Responding, owners maintained higher ticket prices but then gave discounts. For a month, the Baltimore Orioles sold $1 tickets for games against all teams except the Yankees and Red Sox. Still, attendance remained low.

On the other hand, some teams are okay. 12 of 30 MLB teams have not seen their attendance sag. The San Francisco Giants and the Texas Rangers are in good shape. And, Forbes tells us that the Cincinnati Reds are enjoying “a bump.”

Trying to explain how the economics of baseball is shifting, sports economists John Siegfried and Tim Peterson concluded that more affluent households went to games during the 1980s and 90s but now, not as much. Meanwhile, online resellers like Stubhub have facilitated bargain hunting. People seem to be waiting for a cheap deal before committing.
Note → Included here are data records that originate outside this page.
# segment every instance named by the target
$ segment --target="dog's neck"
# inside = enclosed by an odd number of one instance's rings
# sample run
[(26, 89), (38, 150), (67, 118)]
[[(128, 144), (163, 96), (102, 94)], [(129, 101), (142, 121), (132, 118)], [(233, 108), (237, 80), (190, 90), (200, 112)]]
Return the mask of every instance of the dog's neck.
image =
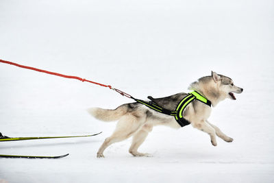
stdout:
[(190, 84), (188, 89), (196, 90), (201, 93), (206, 98), (211, 101), (213, 107), (215, 107), (220, 101), (225, 99), (222, 98), (219, 90), (214, 80), (210, 80), (208, 82), (195, 82)]

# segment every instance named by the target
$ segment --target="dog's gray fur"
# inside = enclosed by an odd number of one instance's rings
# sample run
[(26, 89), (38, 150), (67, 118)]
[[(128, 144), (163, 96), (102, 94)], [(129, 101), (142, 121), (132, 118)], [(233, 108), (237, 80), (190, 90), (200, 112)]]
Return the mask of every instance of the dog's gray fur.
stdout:
[[(231, 78), (218, 75), (212, 71), (210, 76), (201, 77), (190, 84), (190, 90), (195, 90), (209, 99), (215, 107), (219, 102), (226, 99), (236, 99), (234, 94), (241, 93), (242, 88), (236, 86)], [(169, 97), (154, 99), (158, 105), (170, 110), (174, 110), (179, 102), (187, 95), (180, 93)], [(179, 128), (174, 117), (164, 114), (151, 110), (139, 103), (123, 104), (115, 110), (90, 108), (88, 112), (95, 118), (112, 121), (119, 120), (116, 128), (112, 136), (107, 138), (97, 152), (97, 157), (104, 157), (103, 151), (111, 144), (125, 140), (133, 136), (129, 153), (134, 156), (149, 156), (148, 154), (138, 152), (138, 148), (145, 141), (148, 133), (153, 126), (164, 125)], [(233, 138), (223, 134), (216, 126), (208, 121), (211, 108), (199, 101), (193, 101), (184, 111), (184, 117), (195, 128), (208, 133), (212, 144), (217, 145), (216, 135), (227, 142), (232, 142)]]

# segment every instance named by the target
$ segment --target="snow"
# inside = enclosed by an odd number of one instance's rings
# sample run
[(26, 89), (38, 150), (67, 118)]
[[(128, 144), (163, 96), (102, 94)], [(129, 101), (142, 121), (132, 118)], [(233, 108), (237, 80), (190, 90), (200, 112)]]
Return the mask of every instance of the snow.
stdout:
[(2, 142), (0, 182), (273, 182), (273, 1), (8, 1), (0, 2), (0, 59), (110, 84), (133, 96), (187, 92), (211, 71), (244, 88), (210, 121), (234, 138), (191, 126), (155, 127), (140, 151), (131, 139), (96, 152), (115, 127), (90, 107), (132, 102), (88, 83), (0, 64), (0, 132), (10, 136), (103, 134)]

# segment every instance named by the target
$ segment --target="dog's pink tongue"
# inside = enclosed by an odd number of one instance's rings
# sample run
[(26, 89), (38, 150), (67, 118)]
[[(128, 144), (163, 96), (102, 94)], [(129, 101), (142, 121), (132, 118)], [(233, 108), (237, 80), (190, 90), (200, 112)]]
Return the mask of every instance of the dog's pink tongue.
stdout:
[(232, 97), (232, 99), (233, 99), (236, 100), (236, 97), (235, 97), (235, 96), (234, 96), (234, 94), (233, 94), (233, 93), (229, 93), (229, 94), (230, 96)]

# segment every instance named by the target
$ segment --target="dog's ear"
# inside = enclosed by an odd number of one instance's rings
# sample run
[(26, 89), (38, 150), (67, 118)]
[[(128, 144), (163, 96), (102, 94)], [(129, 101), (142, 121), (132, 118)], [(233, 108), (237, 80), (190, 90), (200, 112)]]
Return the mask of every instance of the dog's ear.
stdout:
[(213, 80), (216, 83), (218, 81), (221, 80), (221, 76), (219, 75), (216, 73), (211, 71), (211, 76), (212, 76)]

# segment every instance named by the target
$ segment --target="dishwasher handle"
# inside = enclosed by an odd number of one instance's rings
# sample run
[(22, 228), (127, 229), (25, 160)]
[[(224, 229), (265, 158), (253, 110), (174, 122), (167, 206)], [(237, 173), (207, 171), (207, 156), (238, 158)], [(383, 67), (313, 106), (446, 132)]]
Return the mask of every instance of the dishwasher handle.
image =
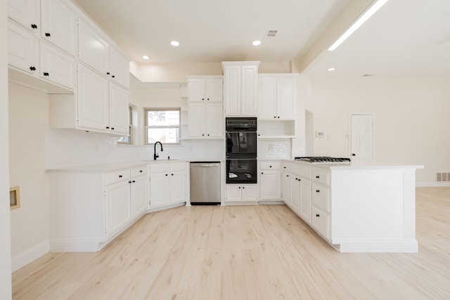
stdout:
[(219, 167), (220, 163), (217, 164), (191, 164), (192, 167)]

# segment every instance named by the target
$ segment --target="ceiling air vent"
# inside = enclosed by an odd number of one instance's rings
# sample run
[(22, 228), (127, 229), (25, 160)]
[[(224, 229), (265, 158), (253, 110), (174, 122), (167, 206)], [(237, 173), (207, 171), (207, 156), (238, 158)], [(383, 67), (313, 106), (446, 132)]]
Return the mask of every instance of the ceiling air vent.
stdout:
[(436, 173), (436, 182), (450, 182), (450, 173)]
[(266, 34), (266, 37), (275, 37), (275, 36), (276, 36), (276, 34), (278, 32), (278, 31), (276, 30), (267, 30), (267, 34)]

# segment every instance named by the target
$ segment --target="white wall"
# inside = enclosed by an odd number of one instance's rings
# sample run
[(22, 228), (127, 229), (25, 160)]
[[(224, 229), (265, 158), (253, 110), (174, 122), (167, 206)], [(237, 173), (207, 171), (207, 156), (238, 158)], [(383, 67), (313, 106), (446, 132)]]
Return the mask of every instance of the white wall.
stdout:
[[(432, 185), (435, 172), (450, 172), (449, 79), (361, 78), (312, 80), (316, 155), (349, 155), (349, 116), (375, 114), (375, 160), (423, 164), (416, 178)], [(329, 139), (328, 138), (329, 138)]]
[[(11, 299), (6, 4), (0, 1), (0, 299)], [(5, 42), (6, 41), (6, 42)]]
[(11, 211), (13, 271), (49, 252), (49, 190), (44, 169), (46, 93), (9, 84), (9, 177), (20, 207)]

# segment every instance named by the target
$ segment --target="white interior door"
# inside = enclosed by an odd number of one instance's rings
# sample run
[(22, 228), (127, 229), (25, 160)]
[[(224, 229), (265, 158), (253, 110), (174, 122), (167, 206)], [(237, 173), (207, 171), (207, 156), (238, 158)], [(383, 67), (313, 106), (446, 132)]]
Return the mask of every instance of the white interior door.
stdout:
[(351, 155), (353, 162), (373, 161), (373, 115), (350, 115)]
The bottom line? It is tougher for teams to earn revenue by filling up a stadium. The Great Recession may be a cause but not the only one.

To see more about sports economics, you can look here at a previous post on unaffordable stadiums.

The Economic Lesson

The Great Recession affected many households’ willingness to spend on discretionary items like baseball tickets. Called the income elasticity of demand, when our income drops by a certain percent, purchases fall even more for certain types of items.

An Economic Question: When income falls and home values decline, on which items will consumers initially cut back?